# Load the tidyverse packages
suppressMessages({
  suppressWarnings({
    library(tidyverse)
  })
})

Likelihood

Recall in lecture how we defined the likelihood function: for a random vector \(X = (X_{1},\ldots,X_{n})\) whose joint distribution depends on parameter \(\theta = (\theta_{1},\ldots,\theta_{p})\), the likelihood function is the joint density/mass function of \(X\) treated as a function of \(\theta\) for fixed \(X\): \[ L(\theta | X) = f(x ; \theta) \] The most common case is where \(X\) represents an IID random sample of a single random variable; the joint density and hence the likelihood is a product of the marginal densities of \(X_{i}\), which are all the same: \[ L(\theta|X) = \prod_{i=1}^{n}f(x_{i};\theta) \] For computational and theoretical reasons, we said we would work primarily with the log-likelihood, \[ \ell(\theta) = \log{L(\theta)} \overset{IID}{=} \sum_{i=1}^{n}\ell_{i}(\theta) \] What does it mean, “for fixed \(X\)”? Every time we take a random sample \(x = (x_{1},\ldots,x_{n})\), we get a different log-likelihood function. This is the point: the likelihood describes the relative frequency with which each value of \(\theta\) would have generated the observed data, in repeated sampling from a population with true parameter eqaul to \(\theta\). Values of \(\theta\) that give higher likelihoods would generate the observed data more frequently- and hence are said to be more likely to have generated the observed data.

Examples

Bernoulli(\(\theta\))

Let’s take a look at this empirically. First we generate a single sample of size \(n = 5\) from a \(Bern(\theta)\) distribution, with \(\theta_{0} = 0.5\) as the true value, and plot the log-likelihood. The log-likelihood for these data is \[ \ell(\theta) = \sum_{i=1}^{n}x_{i} \log{\theta} + \left( n - \sum_{i=1}^{n}x_{i} \right)\log\left( 1 - \theta \right) \]

set.seed(423798)
n <- 5
thetatrue <- 0.5
samp <- rbinom(n,1,thetatrue)
cat("Actual generated sample: ",samp,"\n")
## Actual generated sample:  1 1 0 0 0
# Plot the log-likelihood
bern_ll <- function(theta,x) {
  sum(x)*log(theta) + (length(x) - sum(x)) * log(1 - theta)
}

data_frame(theta = seq(.01,.99,by=.01),
           ll = bern_ll(theta,x = samp)) %>%
  ggplot(aes(x = theta,y = ll,group = 1)) +
  theme_classic() +
  geom_line() +
  geom_vline(xintercept = mean(samp),colour = "purple") +
  geom_vline(xintercept = thetatrue,colour = "red") +
  scale_x_continuous(breaks = seq(0,1,by=.1)) +
  scale_y_continuous(breaks = seq(0,-15,by=-1)) +
  labs(title = "Bernoulli Log-Likelihood for 5 Simulated Coin Flips",
       subtitle = "Red line = true prob. of heads, purple line = maximum likelihood estimate",
       x = "Theta (prob. of heads)",
       y = "Log Likelihood")

Again: the likelihood for a given value of \(\theta\) is the relative frequency with which that value of \(\theta\) would have generated the data we observed. We are free to interpret “the data we observed” through the value of a sufficient statistic- as discussed last lecture and this lecture, the likelihood depends on the observed data only through a function of such a statistic. In our case, \(T(X) = \sum_{i=1}^{n}X_{i}\), the number of heads, is a sufficient statistic. So we ask: with what frequency would each value of \(\theta\) generate two heads in five flips of a coin?
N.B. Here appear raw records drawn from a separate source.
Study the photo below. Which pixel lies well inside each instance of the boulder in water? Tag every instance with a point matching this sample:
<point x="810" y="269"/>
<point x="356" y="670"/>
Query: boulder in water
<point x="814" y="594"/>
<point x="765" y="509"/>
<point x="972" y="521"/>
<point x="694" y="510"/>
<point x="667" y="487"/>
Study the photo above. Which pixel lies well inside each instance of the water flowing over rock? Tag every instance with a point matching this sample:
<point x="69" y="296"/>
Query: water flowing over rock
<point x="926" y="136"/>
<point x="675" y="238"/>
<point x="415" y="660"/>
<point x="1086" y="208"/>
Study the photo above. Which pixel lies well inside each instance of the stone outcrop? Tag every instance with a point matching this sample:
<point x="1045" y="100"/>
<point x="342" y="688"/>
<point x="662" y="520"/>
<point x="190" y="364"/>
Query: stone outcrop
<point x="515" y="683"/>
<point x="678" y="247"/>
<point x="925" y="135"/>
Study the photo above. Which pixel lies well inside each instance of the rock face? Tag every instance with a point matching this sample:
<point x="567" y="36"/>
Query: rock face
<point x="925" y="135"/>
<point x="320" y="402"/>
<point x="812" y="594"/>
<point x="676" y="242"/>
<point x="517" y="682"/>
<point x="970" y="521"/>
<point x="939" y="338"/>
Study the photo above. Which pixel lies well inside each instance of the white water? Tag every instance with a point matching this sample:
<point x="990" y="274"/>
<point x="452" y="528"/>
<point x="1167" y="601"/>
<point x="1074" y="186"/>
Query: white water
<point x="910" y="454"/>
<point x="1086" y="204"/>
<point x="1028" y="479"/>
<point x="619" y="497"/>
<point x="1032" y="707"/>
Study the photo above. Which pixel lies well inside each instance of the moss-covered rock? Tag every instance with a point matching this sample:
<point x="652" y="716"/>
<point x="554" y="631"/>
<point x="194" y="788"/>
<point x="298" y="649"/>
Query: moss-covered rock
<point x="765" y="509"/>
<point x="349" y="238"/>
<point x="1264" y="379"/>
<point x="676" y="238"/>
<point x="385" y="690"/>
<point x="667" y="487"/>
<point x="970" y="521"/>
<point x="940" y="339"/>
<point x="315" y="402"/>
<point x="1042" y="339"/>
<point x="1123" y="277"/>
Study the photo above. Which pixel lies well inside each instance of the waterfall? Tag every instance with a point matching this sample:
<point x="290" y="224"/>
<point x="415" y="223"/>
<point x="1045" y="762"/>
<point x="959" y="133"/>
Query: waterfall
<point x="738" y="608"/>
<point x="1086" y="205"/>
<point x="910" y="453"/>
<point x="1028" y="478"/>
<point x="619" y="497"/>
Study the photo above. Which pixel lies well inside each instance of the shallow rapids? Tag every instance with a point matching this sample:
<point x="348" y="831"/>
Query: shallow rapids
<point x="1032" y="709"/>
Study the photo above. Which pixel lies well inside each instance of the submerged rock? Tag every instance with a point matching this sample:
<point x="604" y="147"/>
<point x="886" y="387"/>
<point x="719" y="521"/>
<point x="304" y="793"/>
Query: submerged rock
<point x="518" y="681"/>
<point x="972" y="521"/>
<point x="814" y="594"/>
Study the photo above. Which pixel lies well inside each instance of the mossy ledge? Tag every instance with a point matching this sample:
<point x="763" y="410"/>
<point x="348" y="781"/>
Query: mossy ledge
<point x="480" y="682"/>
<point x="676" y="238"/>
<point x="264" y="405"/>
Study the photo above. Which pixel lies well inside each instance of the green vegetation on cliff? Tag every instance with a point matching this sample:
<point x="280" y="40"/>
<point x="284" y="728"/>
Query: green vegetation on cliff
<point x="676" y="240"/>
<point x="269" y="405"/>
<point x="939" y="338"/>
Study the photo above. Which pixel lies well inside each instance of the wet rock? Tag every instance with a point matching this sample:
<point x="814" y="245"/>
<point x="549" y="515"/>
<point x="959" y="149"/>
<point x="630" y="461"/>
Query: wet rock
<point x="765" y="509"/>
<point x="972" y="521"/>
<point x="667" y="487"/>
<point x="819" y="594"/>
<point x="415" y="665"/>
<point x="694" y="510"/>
We can simulate this for each value of \(\theta\), and plot the resulting curve. Note to get the actual numbers on the y-axis to be the same, we need to adjust for the normalizing constant. This won’t affect the shape of the curve, since it’s not a function of \(\theta\). In practice this isn’t an issue because we interpret only relative values of likelihoods (or differenes of log-likelihoods).

simulate_flips <- function(theta,n=5,sumx=2) {
  # Simulate a bunch of experiments with n flips of a coin with P(heads) = theta
  # Return the log of the relative frequency with which the number of heads equals sumx
  B <- 1000 # Number of simulations to do
  experiment_has_two_heads <- numeric(B) # Record whether the experiment has two heads
  for (b in 1:B) {
    experiment_has_two_heads[b] <- as.numeric(sum(rbinom(n,1,theta)) == sumx)
  }
  
  log(mean(experiment_has_two_heads)) - log(choose(n,sumx))
}

simulate_flips(.5)
## [1] -3.405205
# Vectorized version of the simulate function
simulate_flips_v <- function(theta,n=5,sumx=2) {
  out <- numeric(length(theta))
  for (i in 1:length(theta)) {
    out[i] <- simulate_flips(theta[i],n,sumx)
  }
  out
}
# Perform the simulation for various values of theta and plot:
data_frame(theta = seq(.01,.99,by=.01),
           ll = simulate_flips_v(theta)) %>%
  ggplot(aes(x = theta,y = ll,group = 1)) +
  theme_classic() +
  geom_line() +
  geom_vline(xintercept = mean(samp),colour = "purple") +
  geom_vline(xintercept = thetatrue,colour = "red") +
  scale_x_continuous(breaks = seq(0,1,by=.1)) +
  scale_y_continuous(breaks = seq(0,-15,by=-1)) +
  labs(title = "Bernoulli Empirical Log-Likelihood for 5 Simulated Coin Flips",
       subtitle = "Relative frequency with which each value of theta generated a sample of 2 heads in 5 flips",
       x = "Theta (prob. of heads)",
       y = "Empirical Log Likelihood")

We can do even better than this by realizing that we don’t need to estimate each individual likelihood function using independent samples at various values of the parameters; we can sample one dataset from all the values of the parameters simultaneously! How? Recall the inverse CDF transform: if \(U\sim\Unif(0,1)\), then \(F^{-1}(U)\sim F\). We can sample a single dataset of size \(n\) from a \(Unif(0,1)\) distribution, and transforom it multiple times, once for each parameter value we want to plot.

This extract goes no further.